Hi,
I am trying to obtain genomic coordinates for a list of novel coding transcripts. These novel transcripts were obtained by first processing in-house generated RNA-Seq data by aligning and assembling against the Ensembl reference human genome and annotation. Using the assembled GTF file, actual transcript sequences were extracted into a fasta file via gffread.
The fasta file of transcripts was then translated in 3 frames and the resulting sequences were split at stop codons to generate a database of all possible proteins. This database was then used in tandem with mass spec files to identify novel coding transcripts.
Having identified these sequences, I would like to map the proteins back to the genome to obtain their genomic coordinates. I have been able to do this by getting the relative transcript coordinates and then converting to genome coordinates via ensembldb on R. However, some sequences have regions that lie outside annotated regions and ensembldb fails to fetch the genomic coordinates for these.
I am wondering if anyone has a good solution for this?
Maybe I miss the point but you cannot map spliced sequences back to the genome, can you? You say that you have an assembled GTF file, that is genomic space, isn't it? So this should already contain the TSS genomic coordinate and the end of the transcript, no?Edit: I think I misread the question, though I am not fully sure what OP needs so I just remove my comment here. Sorry for the mess.
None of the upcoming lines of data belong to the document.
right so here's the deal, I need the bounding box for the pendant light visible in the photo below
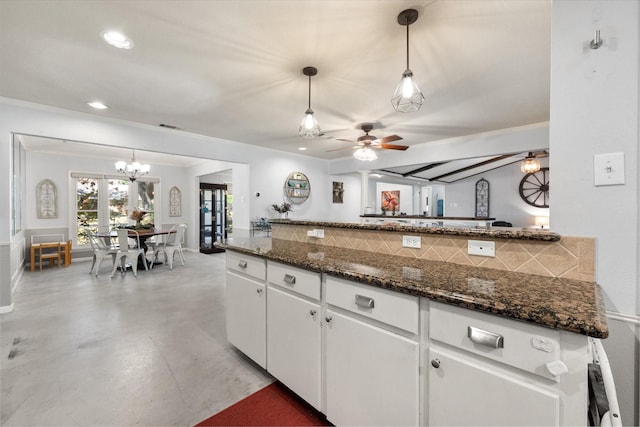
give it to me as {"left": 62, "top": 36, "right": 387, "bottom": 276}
{"left": 391, "top": 9, "right": 424, "bottom": 113}
{"left": 520, "top": 152, "right": 541, "bottom": 173}
{"left": 298, "top": 66, "right": 321, "bottom": 137}
{"left": 115, "top": 149, "right": 150, "bottom": 182}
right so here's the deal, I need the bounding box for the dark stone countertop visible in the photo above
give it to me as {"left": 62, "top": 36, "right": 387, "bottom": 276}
{"left": 219, "top": 238, "right": 608, "bottom": 339}
{"left": 269, "top": 219, "right": 561, "bottom": 242}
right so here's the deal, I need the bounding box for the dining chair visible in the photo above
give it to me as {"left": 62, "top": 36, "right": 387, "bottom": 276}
{"left": 111, "top": 229, "right": 148, "bottom": 277}
{"left": 151, "top": 224, "right": 186, "bottom": 269}
{"left": 87, "top": 230, "right": 119, "bottom": 276}
{"left": 38, "top": 242, "right": 63, "bottom": 271}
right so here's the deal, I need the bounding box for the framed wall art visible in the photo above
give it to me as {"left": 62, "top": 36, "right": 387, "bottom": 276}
{"left": 169, "top": 186, "right": 182, "bottom": 217}
{"left": 36, "top": 179, "right": 57, "bottom": 219}
{"left": 332, "top": 181, "right": 344, "bottom": 203}
{"left": 381, "top": 190, "right": 400, "bottom": 214}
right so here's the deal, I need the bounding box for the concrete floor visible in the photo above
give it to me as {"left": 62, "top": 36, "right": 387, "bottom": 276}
{"left": 0, "top": 250, "right": 273, "bottom": 426}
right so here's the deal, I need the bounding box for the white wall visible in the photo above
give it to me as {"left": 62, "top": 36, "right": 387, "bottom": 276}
{"left": 445, "top": 159, "right": 550, "bottom": 227}
{"left": 551, "top": 1, "right": 639, "bottom": 424}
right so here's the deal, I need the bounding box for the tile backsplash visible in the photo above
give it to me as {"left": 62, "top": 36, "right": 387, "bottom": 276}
{"left": 272, "top": 224, "right": 595, "bottom": 281}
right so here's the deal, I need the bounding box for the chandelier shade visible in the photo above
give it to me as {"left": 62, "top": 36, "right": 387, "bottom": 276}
{"left": 299, "top": 66, "right": 321, "bottom": 137}
{"left": 115, "top": 150, "right": 150, "bottom": 182}
{"left": 353, "top": 146, "right": 378, "bottom": 161}
{"left": 520, "top": 152, "right": 541, "bottom": 173}
{"left": 391, "top": 9, "right": 424, "bottom": 113}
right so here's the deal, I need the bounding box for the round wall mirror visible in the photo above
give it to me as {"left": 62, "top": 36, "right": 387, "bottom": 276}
{"left": 284, "top": 172, "right": 310, "bottom": 204}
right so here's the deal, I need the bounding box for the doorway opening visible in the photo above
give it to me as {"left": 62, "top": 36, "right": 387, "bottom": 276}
{"left": 199, "top": 183, "right": 228, "bottom": 254}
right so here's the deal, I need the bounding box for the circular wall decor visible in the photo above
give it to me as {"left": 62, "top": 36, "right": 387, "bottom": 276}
{"left": 284, "top": 172, "right": 310, "bottom": 204}
{"left": 519, "top": 167, "right": 549, "bottom": 208}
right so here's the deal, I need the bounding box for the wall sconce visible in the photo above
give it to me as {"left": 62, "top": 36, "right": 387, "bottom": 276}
{"left": 590, "top": 30, "right": 603, "bottom": 49}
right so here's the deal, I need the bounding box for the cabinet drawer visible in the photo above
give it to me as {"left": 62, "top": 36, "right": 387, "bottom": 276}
{"left": 429, "top": 301, "right": 563, "bottom": 380}
{"left": 226, "top": 251, "right": 266, "bottom": 280}
{"left": 326, "top": 277, "right": 419, "bottom": 335}
{"left": 267, "top": 261, "right": 321, "bottom": 301}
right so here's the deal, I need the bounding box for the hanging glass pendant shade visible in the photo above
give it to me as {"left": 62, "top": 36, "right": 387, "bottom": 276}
{"left": 298, "top": 66, "right": 321, "bottom": 137}
{"left": 391, "top": 9, "right": 424, "bottom": 113}
{"left": 520, "top": 152, "right": 541, "bottom": 173}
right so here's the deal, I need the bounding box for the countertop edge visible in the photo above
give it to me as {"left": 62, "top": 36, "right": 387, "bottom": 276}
{"left": 270, "top": 219, "right": 561, "bottom": 242}
{"left": 221, "top": 244, "right": 608, "bottom": 339}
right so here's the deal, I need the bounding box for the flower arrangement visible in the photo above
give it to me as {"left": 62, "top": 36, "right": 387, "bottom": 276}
{"left": 271, "top": 203, "right": 292, "bottom": 214}
{"left": 130, "top": 209, "right": 148, "bottom": 228}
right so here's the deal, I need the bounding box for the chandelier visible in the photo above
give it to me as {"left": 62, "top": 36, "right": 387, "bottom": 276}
{"left": 115, "top": 150, "right": 150, "bottom": 182}
{"left": 520, "top": 152, "right": 541, "bottom": 173}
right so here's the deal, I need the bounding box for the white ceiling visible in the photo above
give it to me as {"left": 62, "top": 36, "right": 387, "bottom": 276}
{"left": 0, "top": 0, "right": 551, "bottom": 161}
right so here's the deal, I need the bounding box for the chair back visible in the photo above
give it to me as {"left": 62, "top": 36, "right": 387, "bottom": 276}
{"left": 31, "top": 234, "right": 65, "bottom": 245}
{"left": 175, "top": 224, "right": 186, "bottom": 244}
{"left": 116, "top": 229, "right": 133, "bottom": 252}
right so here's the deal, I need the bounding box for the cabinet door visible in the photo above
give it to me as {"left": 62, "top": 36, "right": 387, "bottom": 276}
{"left": 325, "top": 310, "right": 419, "bottom": 427}
{"left": 428, "top": 346, "right": 559, "bottom": 426}
{"left": 225, "top": 271, "right": 266, "bottom": 368}
{"left": 267, "top": 287, "right": 321, "bottom": 410}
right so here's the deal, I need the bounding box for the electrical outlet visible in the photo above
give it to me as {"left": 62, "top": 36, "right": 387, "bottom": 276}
{"left": 315, "top": 229, "right": 324, "bottom": 238}
{"left": 467, "top": 240, "right": 495, "bottom": 257}
{"left": 402, "top": 235, "right": 421, "bottom": 249}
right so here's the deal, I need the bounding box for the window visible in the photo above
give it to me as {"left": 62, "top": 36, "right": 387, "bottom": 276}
{"left": 72, "top": 175, "right": 158, "bottom": 246}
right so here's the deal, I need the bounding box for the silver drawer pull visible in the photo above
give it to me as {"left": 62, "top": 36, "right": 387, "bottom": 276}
{"left": 283, "top": 274, "right": 296, "bottom": 285}
{"left": 238, "top": 260, "right": 248, "bottom": 268}
{"left": 355, "top": 294, "right": 375, "bottom": 309}
{"left": 467, "top": 326, "right": 504, "bottom": 349}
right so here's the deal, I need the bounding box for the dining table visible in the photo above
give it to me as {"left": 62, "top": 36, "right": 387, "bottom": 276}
{"left": 97, "top": 227, "right": 176, "bottom": 269}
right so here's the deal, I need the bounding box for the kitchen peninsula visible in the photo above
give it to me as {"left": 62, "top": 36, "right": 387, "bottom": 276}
{"left": 221, "top": 219, "right": 607, "bottom": 426}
Hi chiming in here, I am not sure either what is meant here. Because if proteins where identified using proteomics and the novel transcripts as a reference translated from an annotation in a GTF file, the genomic transcript coordinates must be obtained from this file by matching the identifiers in the mass-spec results with the GTF annotation.
One more thing: Why does everyone keep claiming that it is impossible to map back a spliced transcript, CDS or protein to the genome? It is indeed very easy using the right tools e.g. exonerate or gmap. See my recipe from the post yesterday: Find a gene of interest in a species genome
This might in fact apply here, too.
What I wanted (but did poorly) to say is that you will not get a fixed 1:1 mapping, so for a spliced, say 1000bp transcript, you will not get a 1000bp genomic interval unless it's a exon-only gene. Of course, with proper tools that take the splicing into account you can get the original genomic stretch incl. the introns back, but as said I do not see how this would then be different from the assembled GTF.